In an earlier blog, I discussed the effect of TCP queue oscillation on shared satellite Internet links in the Pacific. Today, we’ll look in more detail at how such links affect TCP connections. But first, let me argue that we’re dealing with a somewhat interdisciplinary problem here.
Engineers versus networkers
When I give presentations on the topic, I often ask my audience what comes first to their mind when I mention the term “packet loss”. Audiences that have gone through engineering school often come back with “noise”, “bit/symbol error”, “checksum” or the like – all things that cause packets to be lost at the receiver. They see packet loss as a physical / link layer issue.

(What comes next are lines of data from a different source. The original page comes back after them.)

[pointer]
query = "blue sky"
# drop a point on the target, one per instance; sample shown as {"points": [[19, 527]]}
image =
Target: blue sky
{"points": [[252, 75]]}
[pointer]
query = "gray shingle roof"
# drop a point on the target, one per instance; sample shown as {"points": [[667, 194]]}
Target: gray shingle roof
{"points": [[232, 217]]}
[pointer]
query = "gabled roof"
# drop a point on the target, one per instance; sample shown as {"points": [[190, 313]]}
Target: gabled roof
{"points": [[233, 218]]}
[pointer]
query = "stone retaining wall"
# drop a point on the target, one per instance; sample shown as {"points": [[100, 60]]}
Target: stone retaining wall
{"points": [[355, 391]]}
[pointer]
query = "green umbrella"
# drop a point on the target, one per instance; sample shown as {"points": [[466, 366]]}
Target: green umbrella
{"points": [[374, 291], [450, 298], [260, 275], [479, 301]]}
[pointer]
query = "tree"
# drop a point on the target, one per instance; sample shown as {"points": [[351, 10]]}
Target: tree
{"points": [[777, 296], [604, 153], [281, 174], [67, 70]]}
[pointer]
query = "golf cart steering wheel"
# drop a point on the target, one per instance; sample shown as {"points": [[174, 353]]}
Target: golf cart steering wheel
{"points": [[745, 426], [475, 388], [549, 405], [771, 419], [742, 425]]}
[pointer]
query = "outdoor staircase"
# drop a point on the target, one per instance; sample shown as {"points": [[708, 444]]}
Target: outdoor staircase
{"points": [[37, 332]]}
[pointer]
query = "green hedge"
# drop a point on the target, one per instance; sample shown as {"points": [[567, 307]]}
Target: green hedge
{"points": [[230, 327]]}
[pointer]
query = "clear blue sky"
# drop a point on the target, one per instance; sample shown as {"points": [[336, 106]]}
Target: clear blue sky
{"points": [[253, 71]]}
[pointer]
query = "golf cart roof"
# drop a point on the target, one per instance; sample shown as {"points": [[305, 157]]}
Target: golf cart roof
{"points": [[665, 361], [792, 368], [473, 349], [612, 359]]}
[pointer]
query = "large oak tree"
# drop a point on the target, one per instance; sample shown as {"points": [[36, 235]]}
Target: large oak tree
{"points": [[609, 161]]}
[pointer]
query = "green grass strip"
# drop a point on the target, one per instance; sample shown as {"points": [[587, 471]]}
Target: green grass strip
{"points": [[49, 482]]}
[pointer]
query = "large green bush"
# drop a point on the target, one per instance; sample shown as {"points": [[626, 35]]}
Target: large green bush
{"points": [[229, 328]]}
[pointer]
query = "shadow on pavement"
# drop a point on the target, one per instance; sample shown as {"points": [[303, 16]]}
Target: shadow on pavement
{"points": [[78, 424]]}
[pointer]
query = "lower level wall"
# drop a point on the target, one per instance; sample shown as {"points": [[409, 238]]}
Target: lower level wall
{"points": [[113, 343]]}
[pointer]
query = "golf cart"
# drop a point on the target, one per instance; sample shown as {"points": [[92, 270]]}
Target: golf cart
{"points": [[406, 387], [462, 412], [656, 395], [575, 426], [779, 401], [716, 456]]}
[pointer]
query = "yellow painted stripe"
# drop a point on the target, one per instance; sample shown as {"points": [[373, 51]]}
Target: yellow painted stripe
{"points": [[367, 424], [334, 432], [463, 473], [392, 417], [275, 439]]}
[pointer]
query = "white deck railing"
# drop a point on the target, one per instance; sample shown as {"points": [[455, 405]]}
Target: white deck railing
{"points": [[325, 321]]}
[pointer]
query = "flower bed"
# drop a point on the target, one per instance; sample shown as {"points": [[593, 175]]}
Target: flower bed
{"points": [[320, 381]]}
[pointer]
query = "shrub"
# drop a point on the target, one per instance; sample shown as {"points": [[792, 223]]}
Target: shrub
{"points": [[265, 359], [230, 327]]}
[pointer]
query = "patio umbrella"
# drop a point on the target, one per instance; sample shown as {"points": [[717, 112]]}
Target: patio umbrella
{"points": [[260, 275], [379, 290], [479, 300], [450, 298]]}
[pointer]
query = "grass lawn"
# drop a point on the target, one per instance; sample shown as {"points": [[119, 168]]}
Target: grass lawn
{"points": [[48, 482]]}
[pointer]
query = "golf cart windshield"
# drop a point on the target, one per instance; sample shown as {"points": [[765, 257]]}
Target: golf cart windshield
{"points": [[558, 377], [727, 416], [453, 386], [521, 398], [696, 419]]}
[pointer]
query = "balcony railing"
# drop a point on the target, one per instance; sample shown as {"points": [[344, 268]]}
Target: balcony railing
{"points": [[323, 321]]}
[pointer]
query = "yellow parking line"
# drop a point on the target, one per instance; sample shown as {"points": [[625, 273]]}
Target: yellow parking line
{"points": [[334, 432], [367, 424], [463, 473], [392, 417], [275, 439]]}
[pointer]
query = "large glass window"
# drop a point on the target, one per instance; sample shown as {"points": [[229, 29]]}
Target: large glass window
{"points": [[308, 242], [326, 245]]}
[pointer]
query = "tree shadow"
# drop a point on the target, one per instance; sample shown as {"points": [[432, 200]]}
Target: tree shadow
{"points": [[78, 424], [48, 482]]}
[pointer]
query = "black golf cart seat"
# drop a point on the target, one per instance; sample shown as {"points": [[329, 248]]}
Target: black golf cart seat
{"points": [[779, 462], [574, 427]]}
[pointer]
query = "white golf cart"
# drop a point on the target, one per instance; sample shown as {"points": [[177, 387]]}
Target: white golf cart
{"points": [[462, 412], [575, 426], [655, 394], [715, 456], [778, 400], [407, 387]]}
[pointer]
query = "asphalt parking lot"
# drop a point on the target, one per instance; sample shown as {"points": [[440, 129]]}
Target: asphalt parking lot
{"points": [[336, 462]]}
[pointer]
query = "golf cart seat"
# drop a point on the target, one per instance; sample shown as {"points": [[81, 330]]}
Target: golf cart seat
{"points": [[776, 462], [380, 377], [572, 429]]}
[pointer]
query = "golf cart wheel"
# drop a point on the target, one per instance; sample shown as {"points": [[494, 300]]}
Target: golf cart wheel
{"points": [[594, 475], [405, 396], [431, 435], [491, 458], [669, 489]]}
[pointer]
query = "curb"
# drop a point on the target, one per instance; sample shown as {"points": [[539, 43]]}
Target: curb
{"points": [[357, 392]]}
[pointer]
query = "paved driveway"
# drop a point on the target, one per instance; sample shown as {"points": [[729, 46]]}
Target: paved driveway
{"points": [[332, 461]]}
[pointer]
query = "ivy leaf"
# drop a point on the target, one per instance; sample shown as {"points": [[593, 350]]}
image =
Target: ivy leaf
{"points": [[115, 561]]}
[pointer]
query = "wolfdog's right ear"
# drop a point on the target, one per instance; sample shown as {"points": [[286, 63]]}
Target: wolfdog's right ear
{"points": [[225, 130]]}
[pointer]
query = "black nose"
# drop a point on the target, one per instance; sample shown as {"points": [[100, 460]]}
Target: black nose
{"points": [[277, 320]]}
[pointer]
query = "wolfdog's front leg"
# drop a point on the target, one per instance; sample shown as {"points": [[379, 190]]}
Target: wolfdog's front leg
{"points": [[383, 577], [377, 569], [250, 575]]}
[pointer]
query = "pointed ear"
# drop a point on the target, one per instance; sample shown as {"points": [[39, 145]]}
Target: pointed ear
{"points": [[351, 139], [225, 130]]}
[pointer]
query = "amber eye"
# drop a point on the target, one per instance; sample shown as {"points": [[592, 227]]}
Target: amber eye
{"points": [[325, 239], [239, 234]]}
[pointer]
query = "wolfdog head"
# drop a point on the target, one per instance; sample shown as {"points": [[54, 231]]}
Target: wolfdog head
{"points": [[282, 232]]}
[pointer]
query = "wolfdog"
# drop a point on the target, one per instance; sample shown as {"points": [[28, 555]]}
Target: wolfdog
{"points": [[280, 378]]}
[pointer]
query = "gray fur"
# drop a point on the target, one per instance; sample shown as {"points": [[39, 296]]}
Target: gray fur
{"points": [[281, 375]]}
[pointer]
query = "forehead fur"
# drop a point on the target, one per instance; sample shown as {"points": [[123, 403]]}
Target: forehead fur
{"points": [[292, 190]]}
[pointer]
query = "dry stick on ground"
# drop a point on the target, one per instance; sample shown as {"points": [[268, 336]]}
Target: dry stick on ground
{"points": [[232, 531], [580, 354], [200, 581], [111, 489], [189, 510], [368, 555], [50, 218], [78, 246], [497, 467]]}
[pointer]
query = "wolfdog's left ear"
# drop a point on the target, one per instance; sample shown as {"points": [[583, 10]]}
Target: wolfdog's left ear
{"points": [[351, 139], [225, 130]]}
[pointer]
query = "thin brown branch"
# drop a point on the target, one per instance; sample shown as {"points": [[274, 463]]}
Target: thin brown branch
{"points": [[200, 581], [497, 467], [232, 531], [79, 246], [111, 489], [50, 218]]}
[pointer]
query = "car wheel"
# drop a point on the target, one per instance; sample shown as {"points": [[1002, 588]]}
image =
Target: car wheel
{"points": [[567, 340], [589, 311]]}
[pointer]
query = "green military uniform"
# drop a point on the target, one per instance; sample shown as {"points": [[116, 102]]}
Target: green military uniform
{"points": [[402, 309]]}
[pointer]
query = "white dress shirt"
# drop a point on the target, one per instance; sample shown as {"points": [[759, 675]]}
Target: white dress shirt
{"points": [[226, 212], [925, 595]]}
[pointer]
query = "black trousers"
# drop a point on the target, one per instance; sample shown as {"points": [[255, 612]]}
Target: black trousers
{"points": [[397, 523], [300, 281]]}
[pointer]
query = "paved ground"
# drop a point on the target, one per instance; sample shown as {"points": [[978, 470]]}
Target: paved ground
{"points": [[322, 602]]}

Networking people from a computing background typically respond “congestion” or “queue”. In their world, packet loss happens at the input to a congested resource, most commonly a router. They see packet loss as a network / transport layer issue: Packets arrive at a router faster than the router can forward them; at some point, the input queue reaches capacity, and the router ignores any further packet arrivals until the queue has regained capacity.
Both of these views are, of course, perfectly valid. With satellite links, there’s a clear division of labour: Engineers build the link itself, and network folks connect it to the Internet.
When we see loss in such networks, the next question is: What causes the loss, and how can we mitigate the problem? This is where approaches differ, as engineers and network nerds tend to look at different layers and places for cause and solution.
Engineers tend to look at the physical layer: weak signal, elevated noise levels, fading, misaligned antennas, insufficient link budget, etc. Once malfunction has been excluded and a weak signal cannot be remedied otherwise, the next tool in the engineer’s kit is forward error correction (FEC) on the link between the satellite ground stations. If that don’t work, adaptive modulation can reduce the data rate to add robustness to the signal.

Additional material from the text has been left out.